Cuando la luz del sol incide en el ojo, la pupila se hace más pequeña. La encargada de esto es el iris. Actúa como un diafragma y regula cuánta luz entra en el ojo. Basándose en el mismo principio, también funcionan los diafragmas en las lentes de las cámaras fotográficas. Controlan la cantidad de luz que pasa a través de la lente. Pero también permiten ajustar la profundidad de campo de una imagen.
Un diafragma convencional está compuesto por varias láminas móviles que pueden girar hacia dentro y hacia fuera. Juntas forman una apertura de diafragma cuyo tamaño puede ajustarse. "Este mecanismo requiere mucho espacio, por lo que no se usa en sistemas de cámaras más pequeños", explica el profesor Dr. Egbert Oesterschulze, que ocupa la cátedra de Física y Tecnología de Nan Estructuras en la TUK.
El equipo del profesor Oesterschulze trabaja en una tecnología que permite que los diafragmas también se utilicen en sistemas microópticos. "Utilizamos materiales electrocrómicos", dice el físico. "Cambian sus propiedades de absorción óptica al aplicarles una tensión eléctrica. Así, podemos oscurecer selectivamente áreas en forma de anillo, que corresponden a los niveles deseados de apertura del iris convencional, y controlar la cantidad de luz y la profundidad de campo con un simple botón".

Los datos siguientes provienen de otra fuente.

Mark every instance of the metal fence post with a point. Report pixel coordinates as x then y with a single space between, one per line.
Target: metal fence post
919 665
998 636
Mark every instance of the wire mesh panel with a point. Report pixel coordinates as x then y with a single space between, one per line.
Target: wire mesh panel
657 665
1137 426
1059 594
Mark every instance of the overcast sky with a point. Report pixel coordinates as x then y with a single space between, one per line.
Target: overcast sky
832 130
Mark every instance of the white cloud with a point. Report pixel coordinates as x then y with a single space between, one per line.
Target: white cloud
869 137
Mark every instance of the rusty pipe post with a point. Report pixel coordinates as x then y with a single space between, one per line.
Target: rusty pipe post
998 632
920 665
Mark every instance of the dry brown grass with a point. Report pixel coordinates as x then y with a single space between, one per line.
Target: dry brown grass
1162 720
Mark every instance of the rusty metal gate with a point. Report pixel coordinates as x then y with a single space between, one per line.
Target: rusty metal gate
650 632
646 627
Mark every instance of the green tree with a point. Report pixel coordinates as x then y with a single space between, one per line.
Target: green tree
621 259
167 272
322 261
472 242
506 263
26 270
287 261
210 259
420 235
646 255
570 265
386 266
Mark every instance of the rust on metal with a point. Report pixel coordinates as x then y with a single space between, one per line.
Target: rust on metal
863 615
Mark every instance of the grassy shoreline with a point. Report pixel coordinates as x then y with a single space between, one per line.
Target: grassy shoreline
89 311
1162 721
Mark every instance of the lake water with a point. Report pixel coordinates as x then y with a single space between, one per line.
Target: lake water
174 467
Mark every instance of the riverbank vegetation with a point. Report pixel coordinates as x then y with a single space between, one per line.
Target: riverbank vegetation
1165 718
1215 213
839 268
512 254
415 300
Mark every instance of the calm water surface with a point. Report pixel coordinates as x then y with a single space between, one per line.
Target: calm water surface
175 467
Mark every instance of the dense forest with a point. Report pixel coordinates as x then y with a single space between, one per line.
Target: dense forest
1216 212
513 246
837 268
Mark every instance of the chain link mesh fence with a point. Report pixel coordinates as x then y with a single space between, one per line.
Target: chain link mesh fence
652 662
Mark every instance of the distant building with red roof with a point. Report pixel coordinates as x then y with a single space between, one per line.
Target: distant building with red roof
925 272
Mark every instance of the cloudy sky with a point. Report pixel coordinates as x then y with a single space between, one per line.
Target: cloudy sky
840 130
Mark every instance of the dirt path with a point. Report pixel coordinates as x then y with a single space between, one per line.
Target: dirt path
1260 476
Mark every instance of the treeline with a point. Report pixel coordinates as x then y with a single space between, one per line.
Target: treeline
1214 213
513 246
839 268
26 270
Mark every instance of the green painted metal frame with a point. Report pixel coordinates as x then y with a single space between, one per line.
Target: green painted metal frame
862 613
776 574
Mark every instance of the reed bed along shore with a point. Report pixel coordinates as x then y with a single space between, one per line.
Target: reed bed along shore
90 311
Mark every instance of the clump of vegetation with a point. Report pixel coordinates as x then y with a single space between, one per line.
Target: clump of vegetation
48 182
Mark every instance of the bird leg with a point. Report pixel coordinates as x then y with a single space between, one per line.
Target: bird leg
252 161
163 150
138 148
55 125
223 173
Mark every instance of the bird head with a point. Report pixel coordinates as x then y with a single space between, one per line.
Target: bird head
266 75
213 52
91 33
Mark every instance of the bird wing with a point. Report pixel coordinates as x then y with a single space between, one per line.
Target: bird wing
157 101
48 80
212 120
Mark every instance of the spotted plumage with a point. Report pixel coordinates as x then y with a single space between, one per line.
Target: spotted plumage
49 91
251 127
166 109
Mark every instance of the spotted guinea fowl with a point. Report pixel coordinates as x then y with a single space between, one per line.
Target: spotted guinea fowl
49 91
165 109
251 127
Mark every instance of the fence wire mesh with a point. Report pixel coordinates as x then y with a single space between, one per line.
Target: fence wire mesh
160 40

El método de los científicos de Kaiserslautern funciona de la siguiente manera: "Las moléculas electrocrómicas utilizadas se unen químicamente a la superficie de una capa de nanopartículas altamente porosa", explica el profesor. Cuando se aplica una tensión desde el exterior a esta capa conductora, estas moléculas pueden absorber la luz entrante o dejarla pasar, dependiendo de la tensión aplicada. "El grosor de esta capa de iris es de aproximadamente 50 micrómetros, más delgado que el diámetro de un cabello humano. Solo necesita muy poco espacio entre dos placas de vidrio delgadas", dice Oesterschulze. "Esta baja demanda de espacio, combinada con el bajo consumo eléctrico, permite usar el iris electrocrómico en microobjetivos". Esto sería interesante, por ejemplo, para teléfonos inteligentes, pero también para otros sistemas de cámaras microópticas.
Los trabajos están siendo financiados por la Fundación Alemana de Investigación con un total de 430.000 euros. Entre los participantes se encuentra, entre otros, el profesor Dr. Lorenz Walder del Instituto de Química de Nuevos Materiales de la Universidad de Osnabrück.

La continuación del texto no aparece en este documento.